Ault and his team began the work of draining the north tower from a nearby hydrant and into an overflow drain behind the park’s baseball fields earlier this week.
“Both towers are in pretty decent shape despite their ages,” Ault said, “But this is the kind of maintenance work that needs to happen every 20 to 25 years. It’s a job you want to do proactively and not reactively.”
The north tower was built in 1962. Then, in January 1977, after it blew a seam and released millions of gallons of water into Gaunt Park amid sub-zero temperatures, the second tower was erected in the summer of 1978 as a failsafe should the other tower falter again. The new tower doubled the Village’s water storage capacity from 1 million to nearly 2 million gallons.
As previously reported in the News, the most recent time one of the two towers was serviced was in 2004.
The whole two-year-long project will cost the Village $783,125 Public Works Director Johnnie Burns told the News earlier this week. That amount is composed of $694,400 to Viking Painting to paint both towers, and $88,725 to Dixon Engineering for their ongoing project inspection services — “to ensure the work is done well,” Village Manager Josué Salmerón said at a Village Council meeting last month.

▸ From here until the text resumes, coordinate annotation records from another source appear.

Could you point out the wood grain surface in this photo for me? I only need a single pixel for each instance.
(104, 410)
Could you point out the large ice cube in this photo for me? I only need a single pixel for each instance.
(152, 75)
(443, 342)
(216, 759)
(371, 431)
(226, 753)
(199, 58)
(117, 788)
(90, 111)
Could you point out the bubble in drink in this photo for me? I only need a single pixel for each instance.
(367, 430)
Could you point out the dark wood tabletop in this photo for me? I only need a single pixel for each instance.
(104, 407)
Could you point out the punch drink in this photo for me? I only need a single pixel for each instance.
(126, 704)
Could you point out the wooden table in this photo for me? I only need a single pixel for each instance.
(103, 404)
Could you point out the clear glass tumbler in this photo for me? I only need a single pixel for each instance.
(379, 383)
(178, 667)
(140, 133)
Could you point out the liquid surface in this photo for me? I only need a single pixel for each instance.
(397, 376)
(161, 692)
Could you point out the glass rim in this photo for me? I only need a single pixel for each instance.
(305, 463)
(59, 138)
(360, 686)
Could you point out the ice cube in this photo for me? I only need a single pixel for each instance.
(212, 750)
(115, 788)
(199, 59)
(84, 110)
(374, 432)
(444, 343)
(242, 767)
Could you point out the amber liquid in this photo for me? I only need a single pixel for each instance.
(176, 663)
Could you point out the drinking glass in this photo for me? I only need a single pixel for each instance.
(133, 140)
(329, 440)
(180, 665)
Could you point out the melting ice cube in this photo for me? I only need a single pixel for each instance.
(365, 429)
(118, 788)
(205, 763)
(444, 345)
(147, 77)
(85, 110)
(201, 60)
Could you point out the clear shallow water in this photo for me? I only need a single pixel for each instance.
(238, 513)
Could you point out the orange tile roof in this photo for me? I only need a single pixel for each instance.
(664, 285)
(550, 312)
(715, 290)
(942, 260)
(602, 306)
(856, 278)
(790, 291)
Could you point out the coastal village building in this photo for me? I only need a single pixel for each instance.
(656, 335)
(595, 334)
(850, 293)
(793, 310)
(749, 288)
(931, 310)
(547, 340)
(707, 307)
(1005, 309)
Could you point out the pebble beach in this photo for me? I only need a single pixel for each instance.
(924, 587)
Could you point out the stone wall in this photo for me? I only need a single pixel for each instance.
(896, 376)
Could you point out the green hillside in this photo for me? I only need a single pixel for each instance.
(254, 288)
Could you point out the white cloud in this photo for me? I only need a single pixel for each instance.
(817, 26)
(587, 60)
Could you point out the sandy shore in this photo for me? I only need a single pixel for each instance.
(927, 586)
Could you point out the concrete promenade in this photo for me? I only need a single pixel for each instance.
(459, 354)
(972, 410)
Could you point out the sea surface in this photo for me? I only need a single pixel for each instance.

To accomplish the top-to-bottom job, Ault said he foresees both the painting and inspections crews setting up lifts, ladders, scaffolding, pulleys and more.
“If all goes well, which it will, villagers won’t notice any changes to their water,” Ault said. “The absolute worst case scenario is that we lose water pressure in town and we have to issue boil advisories while we collect water samples.”
“But again, I don’t expect that to happen,” Ault emphasized.
As for the paint job, villagers may mourn the loss of the iconic yellow bands on the towers. Ault said that once all is done, the towers will be colored a light blue. Owing to budgetary constraints for the project, Ault said that Viking Painting isn’t able to get too creative with the towers’ new designs.
“For now, it has to be light blue,” Ault said. “If we went dark, the sunlight could heat up the water and affect its quality. And white just shows dirt too easily. Blue’s going to look good.”
Note: Despite the shared name, this reporter is not affiliated with Dixon Engineering.